Nowadays, the neighborhood has been beautifully restored, fusing the old with the new, and making it a microcosm of true porteño culture.

 

 

Sundays are perhaps the most exciting time to experience this unique and alluring ambiance. From 10 a.m. to 5 p.m. people of all colors, sizes and nationalities flock to Plaza Dorrego for the weekly antique fair, Feria de San Pedro Telmos. Defensa Street between Avenida San Juan and Avenida Independencia is blocked off to motorists while travelers and locals alike, stroll through the marketplace discovering the assortment of antiques available: dinnerware, old cowboy get-up, colored soda siphons, and costume jewelry.

 

 

To off-set the old, a group of modern designers congregate in the northwest corner of Plaza Dorrego in what seems like a warehouse, or small one-level parking garage. After entering (there is no sign), you’ll come upon a small market brimming with contemporary fashion designers. From avant-garde evening dresses to handmade suede shoes, leather handbags and modern jewelry designs, you are sure to feel as if you are truly in Paris—or London, or New York—sans the pretentious feel. Perhaps this is because of the affordability of the oh-so-creative items.

 

 

Outside in the open-air, painters, jewelers, and food artisans—including one man who makes a tasty dulce de leche liquor—set up shop along the side streets of Avenida Humberto 1 and Carlos Calvo.

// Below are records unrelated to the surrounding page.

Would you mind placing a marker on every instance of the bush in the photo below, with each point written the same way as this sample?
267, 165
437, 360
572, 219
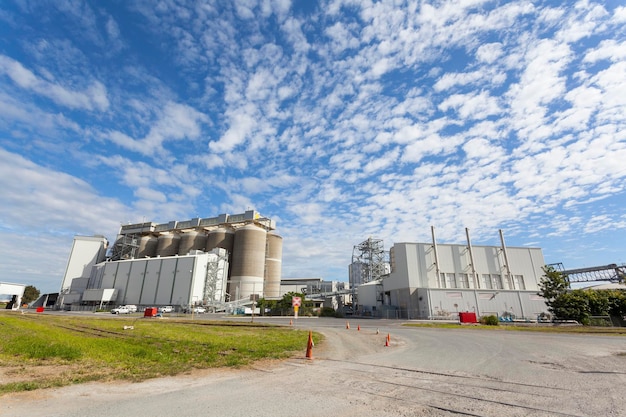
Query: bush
489, 320
328, 312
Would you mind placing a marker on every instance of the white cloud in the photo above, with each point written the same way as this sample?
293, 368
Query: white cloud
93, 98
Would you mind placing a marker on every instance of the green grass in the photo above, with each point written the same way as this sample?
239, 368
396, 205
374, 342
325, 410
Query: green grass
618, 331
40, 351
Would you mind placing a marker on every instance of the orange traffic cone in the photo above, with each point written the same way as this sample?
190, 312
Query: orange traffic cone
309, 346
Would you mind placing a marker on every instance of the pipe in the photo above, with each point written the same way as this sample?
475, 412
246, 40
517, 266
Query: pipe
432, 231
469, 248
506, 259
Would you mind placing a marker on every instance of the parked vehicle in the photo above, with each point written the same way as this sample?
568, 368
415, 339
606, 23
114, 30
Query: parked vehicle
121, 310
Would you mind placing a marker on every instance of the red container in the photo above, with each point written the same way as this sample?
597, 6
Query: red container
467, 317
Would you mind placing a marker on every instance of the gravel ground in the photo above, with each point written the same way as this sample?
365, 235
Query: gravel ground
423, 372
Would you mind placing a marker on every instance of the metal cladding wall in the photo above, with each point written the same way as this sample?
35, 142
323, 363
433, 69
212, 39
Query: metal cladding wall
86, 252
166, 281
185, 271
148, 246
248, 262
150, 282
132, 295
168, 244
273, 265
220, 238
192, 240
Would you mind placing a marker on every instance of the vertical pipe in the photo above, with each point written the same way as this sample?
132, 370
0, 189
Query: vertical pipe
506, 258
432, 231
471, 252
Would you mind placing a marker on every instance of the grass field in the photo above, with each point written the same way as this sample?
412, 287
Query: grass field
41, 351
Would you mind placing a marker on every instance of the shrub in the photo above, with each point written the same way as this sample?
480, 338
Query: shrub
328, 312
489, 320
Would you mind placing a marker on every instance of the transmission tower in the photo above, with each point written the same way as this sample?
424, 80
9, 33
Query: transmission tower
369, 262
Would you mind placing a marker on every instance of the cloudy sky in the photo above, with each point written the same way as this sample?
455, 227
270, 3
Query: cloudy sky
339, 119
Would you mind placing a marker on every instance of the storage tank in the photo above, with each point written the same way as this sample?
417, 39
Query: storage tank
147, 246
192, 240
220, 238
248, 262
273, 265
168, 244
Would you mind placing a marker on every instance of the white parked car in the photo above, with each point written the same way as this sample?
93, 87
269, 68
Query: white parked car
121, 310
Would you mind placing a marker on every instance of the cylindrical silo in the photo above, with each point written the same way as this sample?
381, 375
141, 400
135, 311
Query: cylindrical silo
192, 240
168, 244
147, 246
273, 265
248, 262
220, 238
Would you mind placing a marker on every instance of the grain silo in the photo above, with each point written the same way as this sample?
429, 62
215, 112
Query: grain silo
192, 240
220, 238
148, 246
273, 265
248, 262
168, 244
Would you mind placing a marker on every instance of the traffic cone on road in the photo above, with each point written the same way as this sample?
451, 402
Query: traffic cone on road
309, 346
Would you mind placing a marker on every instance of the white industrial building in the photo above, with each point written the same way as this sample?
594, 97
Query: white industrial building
333, 294
229, 259
13, 293
438, 281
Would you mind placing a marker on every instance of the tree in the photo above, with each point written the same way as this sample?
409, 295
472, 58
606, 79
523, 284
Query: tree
30, 294
572, 305
552, 285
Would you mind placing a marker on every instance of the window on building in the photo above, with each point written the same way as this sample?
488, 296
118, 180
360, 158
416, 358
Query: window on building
486, 281
473, 280
463, 280
508, 279
441, 280
496, 281
450, 281
518, 280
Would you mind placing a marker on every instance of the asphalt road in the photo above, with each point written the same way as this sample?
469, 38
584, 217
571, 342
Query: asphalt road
423, 372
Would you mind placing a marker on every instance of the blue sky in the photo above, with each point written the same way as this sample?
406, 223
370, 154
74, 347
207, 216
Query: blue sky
340, 120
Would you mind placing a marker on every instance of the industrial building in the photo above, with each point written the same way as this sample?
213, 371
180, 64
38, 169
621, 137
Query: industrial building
14, 294
439, 281
228, 259
332, 294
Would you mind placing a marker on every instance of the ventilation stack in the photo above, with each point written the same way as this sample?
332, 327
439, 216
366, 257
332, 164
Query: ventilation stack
248, 262
191, 240
273, 265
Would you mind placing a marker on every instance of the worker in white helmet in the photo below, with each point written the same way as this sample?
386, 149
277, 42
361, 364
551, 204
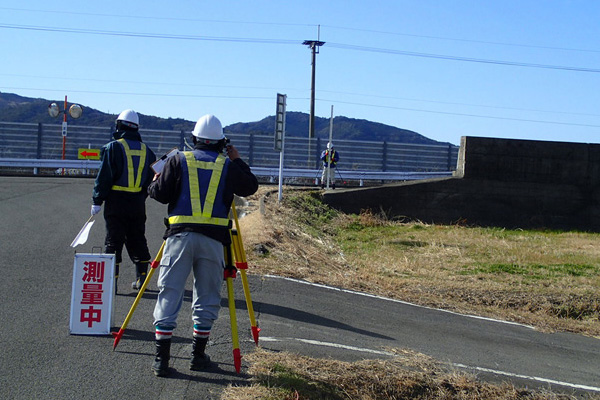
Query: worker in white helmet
330, 158
121, 184
198, 186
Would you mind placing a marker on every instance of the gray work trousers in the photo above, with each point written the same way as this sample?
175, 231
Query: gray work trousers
184, 253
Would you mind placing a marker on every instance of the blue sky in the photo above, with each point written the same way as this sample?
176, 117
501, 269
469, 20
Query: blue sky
523, 69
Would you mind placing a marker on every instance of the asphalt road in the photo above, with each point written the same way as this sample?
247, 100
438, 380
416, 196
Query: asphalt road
40, 359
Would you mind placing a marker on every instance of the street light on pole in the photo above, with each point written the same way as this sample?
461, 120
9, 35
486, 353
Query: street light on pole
314, 46
74, 111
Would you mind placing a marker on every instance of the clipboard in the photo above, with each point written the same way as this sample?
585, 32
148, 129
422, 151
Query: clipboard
159, 164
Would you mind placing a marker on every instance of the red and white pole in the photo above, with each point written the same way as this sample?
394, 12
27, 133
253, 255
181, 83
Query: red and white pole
64, 131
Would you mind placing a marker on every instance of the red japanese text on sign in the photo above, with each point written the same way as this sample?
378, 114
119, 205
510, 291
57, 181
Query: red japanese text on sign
91, 293
94, 271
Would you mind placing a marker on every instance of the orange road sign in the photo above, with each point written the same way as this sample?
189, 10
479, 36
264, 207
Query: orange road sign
88, 154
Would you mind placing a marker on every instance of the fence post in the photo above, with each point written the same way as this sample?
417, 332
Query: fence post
384, 157
39, 145
251, 150
318, 153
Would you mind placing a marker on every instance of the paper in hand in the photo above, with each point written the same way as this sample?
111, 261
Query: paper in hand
83, 234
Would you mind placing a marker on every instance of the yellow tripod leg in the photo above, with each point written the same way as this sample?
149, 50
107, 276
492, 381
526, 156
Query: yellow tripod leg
153, 265
230, 273
242, 265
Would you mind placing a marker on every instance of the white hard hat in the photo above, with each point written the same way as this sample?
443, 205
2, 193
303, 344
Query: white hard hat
208, 127
129, 118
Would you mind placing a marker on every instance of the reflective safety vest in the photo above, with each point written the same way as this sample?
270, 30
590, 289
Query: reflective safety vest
202, 190
131, 181
329, 157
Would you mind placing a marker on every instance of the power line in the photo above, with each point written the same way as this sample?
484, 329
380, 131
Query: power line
354, 29
460, 104
148, 35
530, 46
329, 101
463, 115
221, 21
299, 90
456, 58
281, 41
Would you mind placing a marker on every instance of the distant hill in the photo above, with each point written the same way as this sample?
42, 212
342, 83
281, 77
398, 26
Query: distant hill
15, 108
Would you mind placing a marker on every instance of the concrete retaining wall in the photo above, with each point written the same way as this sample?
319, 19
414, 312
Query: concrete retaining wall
498, 182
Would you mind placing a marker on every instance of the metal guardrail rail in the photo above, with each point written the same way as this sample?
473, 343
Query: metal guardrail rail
75, 166
44, 141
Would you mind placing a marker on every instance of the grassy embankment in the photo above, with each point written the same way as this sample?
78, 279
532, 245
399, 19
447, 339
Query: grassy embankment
546, 279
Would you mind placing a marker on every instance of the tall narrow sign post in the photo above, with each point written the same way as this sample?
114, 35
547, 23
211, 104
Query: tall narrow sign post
280, 136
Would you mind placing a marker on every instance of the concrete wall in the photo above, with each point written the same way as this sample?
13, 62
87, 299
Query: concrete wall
498, 182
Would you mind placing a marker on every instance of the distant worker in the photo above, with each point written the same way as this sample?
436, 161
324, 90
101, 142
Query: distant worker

While popping in and out of Defensa’s eclectic mix of shops, visitors are graced with live tango performances and other musical street troupes.

 

 

And if you get tired of strolling, tuck yourself into a chair at one of the many outdoor cafés where you can sip an espresso, nibble on a fresh pastry and people watch. Like the locals, you might just find yourself contemplating the crazy world and wondering why not everywhere can be this carefree and pleasant.